Until the moment, while I all but nodded off at the sink standing completely upright with my back to her, when she managed to use her toes to scoot herself all the way to the edge of the table and over. The crash that broke my stupor and made me whirl around in a panic was followed by her scared wails as I worked furiously to free her from the seat now on its side on our hardwood floor, already matching her cries with my own. I called my husband, and hysterically and incoherently confessed the entire thing while examining her for signs of concussion. Thankfully, a small red patch on her forehead was all that turned up. We both eventually calmed down (she much faster than I), but until now I have been too ashamed to tell anyone else, even my own mother, about this terrible lapse in judgment that could have ended up much worse than it did.
That is the day that I decided to bring my daughter into our bed and to do whatever it took to get us both some sleep.
I realized that I was so exhausted during the days that it was literally making me unfit to care for my baby. I shudder to remember the long car ride I had taken her on earlier that day and am grateful I didn’t fall asleep at the wheel. It took that lapse in judgment and her almost getting hurt for me to give in to what I had felt was right for us for some time.

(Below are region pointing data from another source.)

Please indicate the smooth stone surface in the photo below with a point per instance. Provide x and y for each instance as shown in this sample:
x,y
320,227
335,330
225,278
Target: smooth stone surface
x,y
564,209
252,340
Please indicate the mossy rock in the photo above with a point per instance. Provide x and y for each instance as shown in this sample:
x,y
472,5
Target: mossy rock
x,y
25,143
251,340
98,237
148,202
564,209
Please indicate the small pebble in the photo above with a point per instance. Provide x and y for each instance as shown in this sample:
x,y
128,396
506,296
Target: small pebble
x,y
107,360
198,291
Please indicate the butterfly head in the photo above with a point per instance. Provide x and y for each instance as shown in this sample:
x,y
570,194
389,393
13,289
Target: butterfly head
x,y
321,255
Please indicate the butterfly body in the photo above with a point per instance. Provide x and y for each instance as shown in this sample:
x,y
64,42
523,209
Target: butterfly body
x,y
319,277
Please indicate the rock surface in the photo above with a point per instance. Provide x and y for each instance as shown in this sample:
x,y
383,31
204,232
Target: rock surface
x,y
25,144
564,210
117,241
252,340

During my pregnancy, I read all the literature on healthy and safe sleep practices. I was horrified that bumper pads were still a thing; I carefully selected an appropriately firm crib mattress and I vowed to never, under any circumstance, co-sleep with my baby. But then I had a baby. And she didn’t seem to want to follow any of the rules. She hated to be put down and wanted to be held at all times, sleeping and awake. The more I resisted what she kept telling me she needed, the worse her sleep got. When I finally relented and began seeking safe ways to co-sleep, I discovered research regarding the many benefits of co-sleeping, including actually reducing the risk of SIDS if practiced correctly. We found a blog detailing how to sidecar her crib to the edge of our bed.
My daughter gradually became less fearful and began sleeping for longer stretches again. I began to feel my sanity returning. I started sharing with a few close friends and family members that we were co-sleeping and found out it is much more common than I had previously believed. But everyone seemed to feel guilty for admitting that they did it and the amount of misinformation surrounding this sleep training alternative is vast. I have become a passionate advocate for family bed sharing, as it is sometimes known, and love to engage in thoughtful dialogue about the cultural, historical and scientific indicators behind this choice.

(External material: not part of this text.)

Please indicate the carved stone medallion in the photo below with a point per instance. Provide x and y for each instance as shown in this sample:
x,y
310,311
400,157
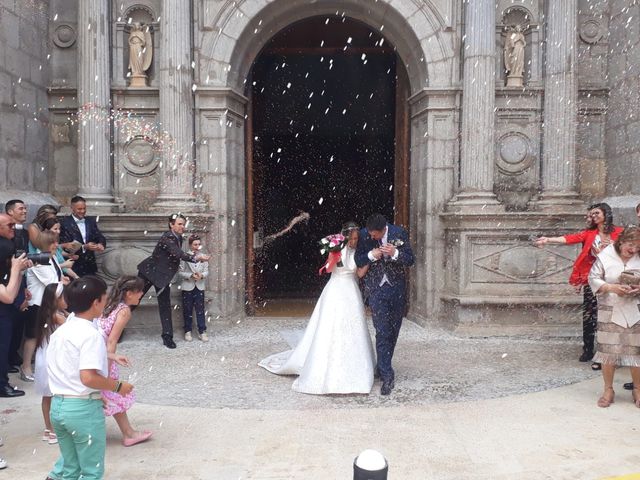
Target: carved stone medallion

The decision to follow my instincts and to be flexible with my expectations was one of my first and most valuable lessons as a new mother.
I do believe there are babies out there who like to be put down in their cribs drowsy, but awake, and gently drop off to sleep. I have witnessed some of these magical, unicorn babies perform this trick while over at friends’ houses. Co-sleeping is not the preferred choice for everyone, but it certainly was the best, and ultimately safest, option for us. Now after four years of co-sleeping, first with my daughter and then my son, I can see it for the beautiful gift it has been to my family.